Beim ersten Energieforum wurden sowohl der Status quo als auch Zukunftsperspektiven der Energieversorgungssicherheit in der Region diskutiert und die Bedeutung regionaler Zusammenarbeit hervorgehoben – mit dem Ziel, für eine nachhaltige Energieversorgung zu sensibilisieren. Neben Ulms Oberbürgermeister Martin Ansbacher, der die Veranstaltung eröffnete, waren Vertreterinnen und Vertreter aus Wirtschaft, Wissenschaft und Kommunen anwesend und trugen zu einer umfassenden thematischen Mischung und angeregter Diskussion bei.
Eindrücke aus lokalen Unternehmen
Stefan Amann von der Wieland Werke AG, Ulm, und Robert Renz von der Teva GmbH, Ulm, gaben den Anwesenden kleine Einblicke in die Aktivitäten der beiden Unternehmen und berichteten wie die Wieland Werke CO2-Emissionen in der Produktion senken konnten und wie bei Teva der Wandel hin zum CO2-neutralen Unternehmensfuhrpark vorangetrieben wird. Neben Sebastian Maier, Vorstand der EnBW ODR AG aus Ellwangen, war auch Klaus Eder, Geschäftsführer der SWU-Stadtwerke Ulm/Neu-Ulm GmbH, Ulm, als Keynote-Speatker zu Gast und zeigte, wie die Energie- und Mobilitätswende konkret vor Ort gestaltet wird.

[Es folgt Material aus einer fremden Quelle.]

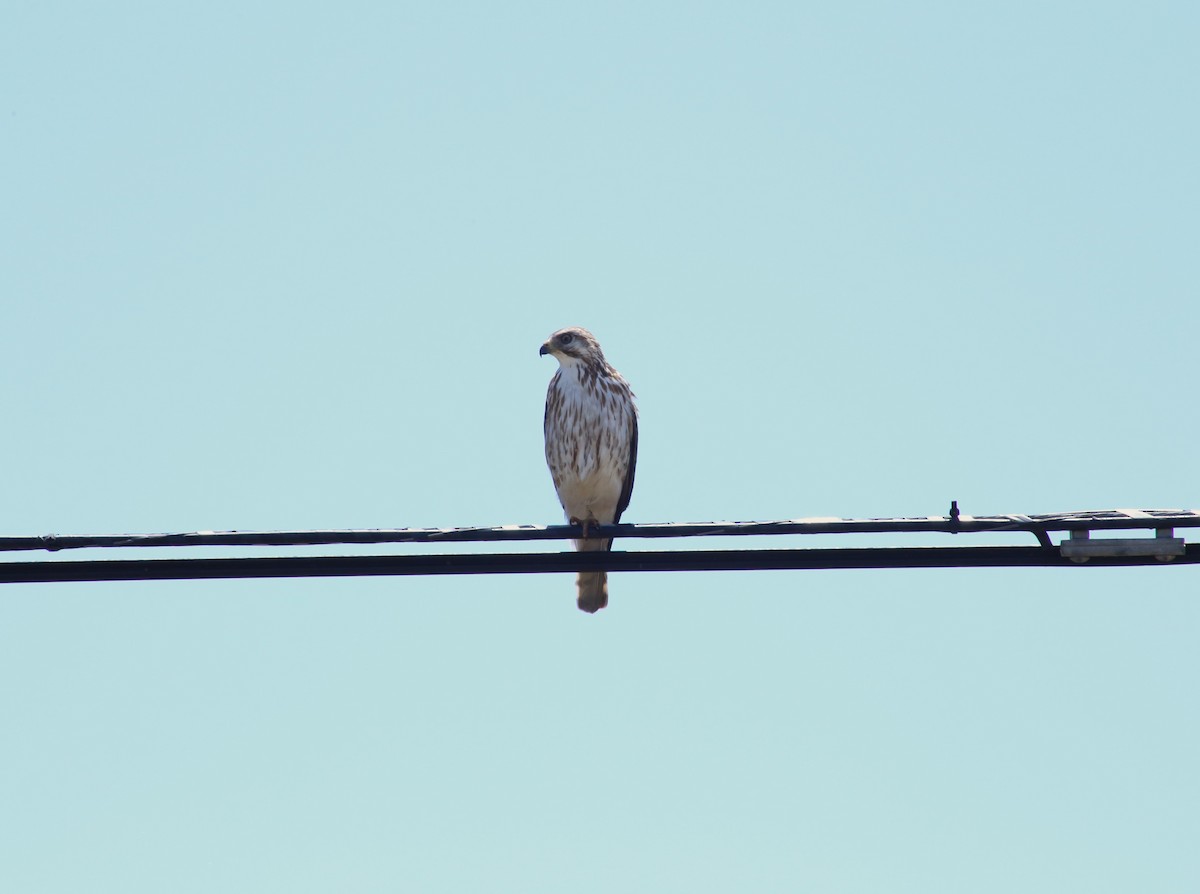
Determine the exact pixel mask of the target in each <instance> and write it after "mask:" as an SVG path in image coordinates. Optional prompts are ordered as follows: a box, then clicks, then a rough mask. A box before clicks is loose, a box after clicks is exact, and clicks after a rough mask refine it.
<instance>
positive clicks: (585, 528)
mask: <svg viewBox="0 0 1200 894" xmlns="http://www.w3.org/2000/svg"><path fill="white" fill-rule="evenodd" d="M566 521H569V522H570V523H571V524H578V526H580V527H581V528H583V539H584V540H587V539H588V538H589V536H592V524H593V523H599V522H596V520H595V518H593V517H590V516H588V517H587V518H576V517H575V516H574V515H572V516H571V517H570V518H568V520H566Z"/></svg>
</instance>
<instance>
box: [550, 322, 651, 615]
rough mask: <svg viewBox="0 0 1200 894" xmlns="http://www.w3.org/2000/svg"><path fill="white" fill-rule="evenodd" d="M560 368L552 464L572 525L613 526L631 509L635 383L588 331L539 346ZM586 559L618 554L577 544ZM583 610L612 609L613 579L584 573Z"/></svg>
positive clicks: (577, 543) (554, 487)
mask: <svg viewBox="0 0 1200 894" xmlns="http://www.w3.org/2000/svg"><path fill="white" fill-rule="evenodd" d="M540 353H541V354H551V355H553V356H554V359H556V360H558V371H557V372H556V373H554V377H553V378H552V379H551V380H550V389H548V390H547V391H546V416H545V420H544V427H545V432H546V464H547V466H550V474H551V478H553V479H554V490H556V491H557V492H558V502H559V503H562V504H563V511H564V512H566V518H568V521H570V522H571V523H572V524H583V527H584V532H586V530H587V528H588V526H589V524H592V523H599V524H614V523H617V522H618V521H620V514H622V512H624V511H625V508H626V506H629V498H630V494H632V492H634V472H635V469H636V467H637V407H636V406H635V404H634V392H632V390H630V388H629V383H628V382H625V379H623V378H622V377H620V373H619V372H617V371H616V370H614V368H612V366H610V365H608V361H607V360H605V358H604V352H601V350H600V343H599V342H598V341H596V340H595V336H594V335H592V332H589V331H588V330H586V329H580V328H577V326H574V328H570V329H560V330H558V331H557V332H554V334H553V335H552V336H550V338H547V340H546V341H545V343H544V344H542V346H541V352H540ZM574 544H575V548H576V550H580V551H588V552H592V551H604V550H611V548H612V540H611V539H604V540H601V539H596V538H587V536H586V538H583V539H582V540H575V541H574ZM576 587H577V588H578V599H577V604H578V606H580V608H582V610H583V611H586V612H595V611H599V610H600V608H604V607H605V606H606V605H608V575H607V574H606V572H605V571H581V572H580V574H578V577H577V578H576Z"/></svg>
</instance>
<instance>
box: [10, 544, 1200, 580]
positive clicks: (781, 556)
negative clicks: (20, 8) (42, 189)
mask: <svg viewBox="0 0 1200 894" xmlns="http://www.w3.org/2000/svg"><path fill="white" fill-rule="evenodd" d="M1151 540H1152V539H1151ZM1097 542H1103V541H1097ZM1080 562H1081V560H1080V559H1072V558H1068V557H1067V556H1064V554H1063V553H1062V552H1061V551H1060V550H1057V548H1055V547H1044V546H948V547H874V548H835V550H695V551H661V552H557V553H493V554H458V556H287V557H256V558H190V559H106V560H95V562H92V560H83V562H10V563H0V583H49V582H68V581H74V582H78V581H182V580H221V578H223V580H229V578H268V577H365V576H379V575H484V574H556V572H564V571H599V570H607V571H751V570H760V571H762V570H775V571H784V570H799V569H850V568H859V569H869V568H875V569H882V568H893V569H899V568H1015V566H1045V568H1079V566H1080ZM1082 562H1084V563H1085V565H1086V566H1112V565H1164V564H1168V563H1166V562H1163V557H1159V556H1152V554H1099V556H1094V557H1091V558H1087V559H1084V560H1082ZM1169 564H1172V565H1174V564H1200V544H1186V545H1183V546H1182V548H1181V551H1180V552H1178V553H1177V554H1174V556H1171V557H1170V562H1169Z"/></svg>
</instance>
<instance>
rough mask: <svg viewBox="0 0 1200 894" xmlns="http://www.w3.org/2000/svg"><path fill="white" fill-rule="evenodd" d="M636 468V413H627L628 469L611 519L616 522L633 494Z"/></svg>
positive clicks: (627, 507)
mask: <svg viewBox="0 0 1200 894" xmlns="http://www.w3.org/2000/svg"><path fill="white" fill-rule="evenodd" d="M636 470H637V413H635V412H631V413H630V414H629V470H628V472H626V473H625V481H624V484H622V486H620V499H619V500H617V517H616V518H613V520H612V523H613V524H616V523H617V522H619V521H620V514H622V512H624V511H625V509H628V508H629V498H630V497H632V496H634V473H635V472H636Z"/></svg>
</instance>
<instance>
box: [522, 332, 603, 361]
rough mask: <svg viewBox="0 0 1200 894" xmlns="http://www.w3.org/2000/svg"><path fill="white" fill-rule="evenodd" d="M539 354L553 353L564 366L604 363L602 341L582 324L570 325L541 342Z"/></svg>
mask: <svg viewBox="0 0 1200 894" xmlns="http://www.w3.org/2000/svg"><path fill="white" fill-rule="evenodd" d="M538 353H539V354H553V355H554V359H556V360H558V362H559V364H562V365H563V366H575V365H576V364H599V365H601V366H602V365H604V362H605V360H604V352H601V350H600V342H598V341H596V337H595V336H594V335H592V332H589V331H588V330H586V329H583V328H582V326H569V328H568V329H559V330H558V331H557V332H554V334H553V335H552V336H550V338H547V340H546V341H545V342H542V344H541V350H539V352H538Z"/></svg>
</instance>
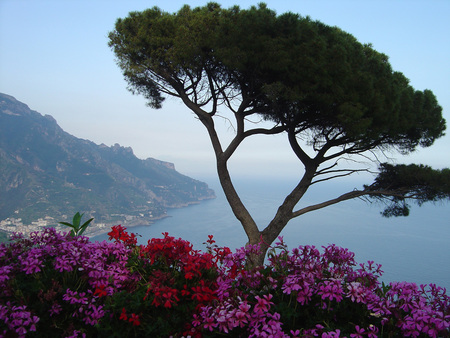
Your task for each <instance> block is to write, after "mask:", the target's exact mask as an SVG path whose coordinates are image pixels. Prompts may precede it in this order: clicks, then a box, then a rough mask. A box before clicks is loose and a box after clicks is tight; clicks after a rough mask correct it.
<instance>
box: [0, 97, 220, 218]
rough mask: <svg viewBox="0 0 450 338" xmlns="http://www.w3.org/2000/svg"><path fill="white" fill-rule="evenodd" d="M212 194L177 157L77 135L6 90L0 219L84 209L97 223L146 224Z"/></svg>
mask: <svg viewBox="0 0 450 338" xmlns="http://www.w3.org/2000/svg"><path fill="white" fill-rule="evenodd" d="M209 198H214V192H213V191H212V190H211V189H209V188H208V186H207V184H206V183H203V182H200V181H197V180H194V179H192V178H189V177H187V176H184V175H182V174H180V173H178V172H177V171H176V170H175V167H174V165H173V164H172V163H168V162H163V161H159V160H156V159H153V158H148V159H146V160H141V159H138V158H137V157H136V156H135V155H134V154H133V151H132V149H131V148H125V147H121V146H120V145H118V144H116V145H114V146H112V147H108V146H106V145H104V144H102V145H97V144H95V143H93V142H91V141H88V140H83V139H80V138H77V137H75V136H72V135H70V134H68V133H66V132H65V131H63V130H62V129H61V128H60V127H59V126H58V124H57V123H56V121H55V119H53V117H51V116H49V115H45V116H42V115H41V114H40V113H38V112H36V111H32V110H30V108H28V106H27V105H26V104H24V103H21V102H19V101H17V100H16V99H15V98H14V97H12V96H8V95H5V94H1V93H0V221H1V220H4V219H6V218H15V219H17V218H21V219H22V221H23V222H24V223H27V222H28V223H29V222H31V221H33V220H36V219H38V218H43V217H45V216H48V217H52V218H54V219H55V220H57V221H60V220H63V219H65V218H66V216H72V215H73V214H74V213H75V212H77V211H80V212H84V213H85V214H86V216H92V217H94V218H95V221H96V222H102V223H118V222H121V223H122V224H124V223H126V222H127V221H128V222H130V221H132V222H134V223H141V224H146V223H148V221H149V220H152V219H155V218H158V217H161V216H163V215H164V214H165V212H166V209H167V208H177V207H181V206H185V205H187V204H191V203H197V202H199V201H201V200H203V199H209Z"/></svg>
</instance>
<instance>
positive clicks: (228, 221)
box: [93, 178, 450, 290]
mask: <svg viewBox="0 0 450 338" xmlns="http://www.w3.org/2000/svg"><path fill="white" fill-rule="evenodd" d="M205 181H206V182H208V184H209V185H210V187H211V188H213V189H214V190H215V192H216V196H217V198H216V199H213V200H207V201H203V202H201V203H200V204H196V205H191V206H188V207H185V208H181V209H171V210H169V212H168V214H169V217H167V218H164V219H162V220H159V221H156V222H155V223H154V224H151V225H145V226H137V227H133V228H130V229H128V230H129V231H131V232H134V233H136V234H138V235H139V236H140V237H139V240H138V243H139V244H146V243H147V241H148V239H150V238H154V237H159V238H161V237H162V233H163V232H168V233H169V235H170V236H174V237H180V238H183V239H185V240H188V241H189V242H191V243H192V244H193V246H194V248H196V249H200V250H204V249H205V245H204V244H203V243H204V242H205V241H206V240H207V239H208V235H213V236H214V239H215V240H216V241H217V244H218V245H219V246H228V247H230V248H231V249H235V248H238V247H241V246H243V245H245V243H246V240H247V238H246V235H245V232H244V230H243V229H242V226H241V225H240V223H239V222H238V221H237V219H236V218H235V217H234V215H233V213H232V211H231V208H230V206H229V205H228V203H227V201H226V198H225V196H224V194H223V192H222V191H221V188H220V185H219V183H218V181H217V180H216V179H213V178H211V179H209V180H205ZM294 185H295V181H293V180H289V179H285V180H282V179H278V180H273V179H270V180H269V179H266V180H265V179H254V178H247V179H238V180H236V182H235V186H236V189H237V190H238V192H239V194H240V196H241V199H242V200H243V202H244V204H245V205H246V206H247V208H248V210H249V211H250V213H251V214H252V215H253V217H254V219H255V220H256V222H257V224H258V225H259V227H260V229H261V228H263V227H264V226H265V225H267V224H268V222H269V221H270V220H271V219H272V217H273V215H274V214H275V212H276V210H277V208H278V206H279V205H280V204H281V203H282V201H283V198H284V197H285V196H286V195H287V193H289V191H290V190H291V189H292V188H293V186H294ZM318 186H319V187H317V188H316V187H315V186H313V187H312V188H311V189H310V190H311V191H308V194H307V195H305V198H304V200H302V201H301V206H307V205H310V204H314V203H317V202H322V201H324V200H327V199H330V198H334V197H337V196H339V195H340V194H342V193H345V192H348V189H349V182H343V183H342V184H341V183H334V182H327V183H325V184H322V187H320V185H318ZM356 186H357V184H355V187H356ZM381 210H382V205H378V204H369V203H367V202H365V201H362V200H351V201H346V202H341V203H339V204H335V205H333V206H329V207H326V208H324V209H321V210H317V211H313V212H310V213H307V214H305V215H302V216H300V217H298V218H295V219H294V220H291V222H289V223H288V225H287V226H286V228H285V229H284V230H283V231H282V233H281V235H282V236H283V238H284V241H285V242H286V243H287V244H288V246H289V249H293V248H294V247H298V246H299V245H315V246H316V247H318V248H321V246H326V245H328V244H332V243H334V244H336V245H338V246H341V247H344V248H348V249H349V250H350V251H352V252H355V258H356V261H357V262H358V263H363V262H367V261H368V260H372V261H375V263H379V264H381V265H382V266H383V268H382V270H383V271H384V274H383V277H382V280H383V281H384V282H391V281H408V282H414V283H417V284H418V285H419V284H429V283H434V284H437V285H439V286H442V287H446V288H447V289H448V290H450V244H449V243H450V204H449V203H447V202H438V203H437V204H436V205H434V204H425V205H423V206H422V207H418V206H417V205H415V204H414V205H412V208H411V213H410V216H408V217H400V218H384V217H382V216H381V215H380V211H381ZM106 238H107V235H100V236H96V237H94V238H93V240H104V239H106Z"/></svg>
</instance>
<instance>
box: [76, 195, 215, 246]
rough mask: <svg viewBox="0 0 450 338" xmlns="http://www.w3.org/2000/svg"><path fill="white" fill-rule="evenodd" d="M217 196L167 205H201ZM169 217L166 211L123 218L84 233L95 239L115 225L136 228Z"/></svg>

Eine Analyse für die Zukunft
Zwar ist die Potenzialanalyse für erneuerbare Energien in der Innovationsregion Ulm noch nicht abgeschlossen, einen Ausblick konnte Thomas Stäbler von der Netze BW GmbH, Stuttgart, allerdings schon beitragen: Schon jetzt zeige sich, dass die Region über wichtige Ressourcen für die Energiewende verfüge. Netzausbau, Speicherbedarf und Koordination werden die größten Herausforderungen. Mit diesen Impulsen im Gepäck wurde im Anschluss zu verschiedenen Themen diskutiert und im Gespräch mit Kommunen, Wissenschaft und Unternehmen gemeinsam konkrete Handlungsideen entwickelt. So entstand ein lebendiger Dia-log, der die Erkenntnisse der Vorträge unmittelbar in praxisnahe Maßnahmen übertrug. „In der Innovationsregion Ulm sehen wir nicht nur Potenzial, wir leben Vernetzung. Energieversorgungssicherheit und nachhaltige Innovation sind nur dann möglich, wenn alle Akteure an einem Strang ziehen“, betonte Simone Strobel, Geschäftsführerin der Innovationsregion Ulm.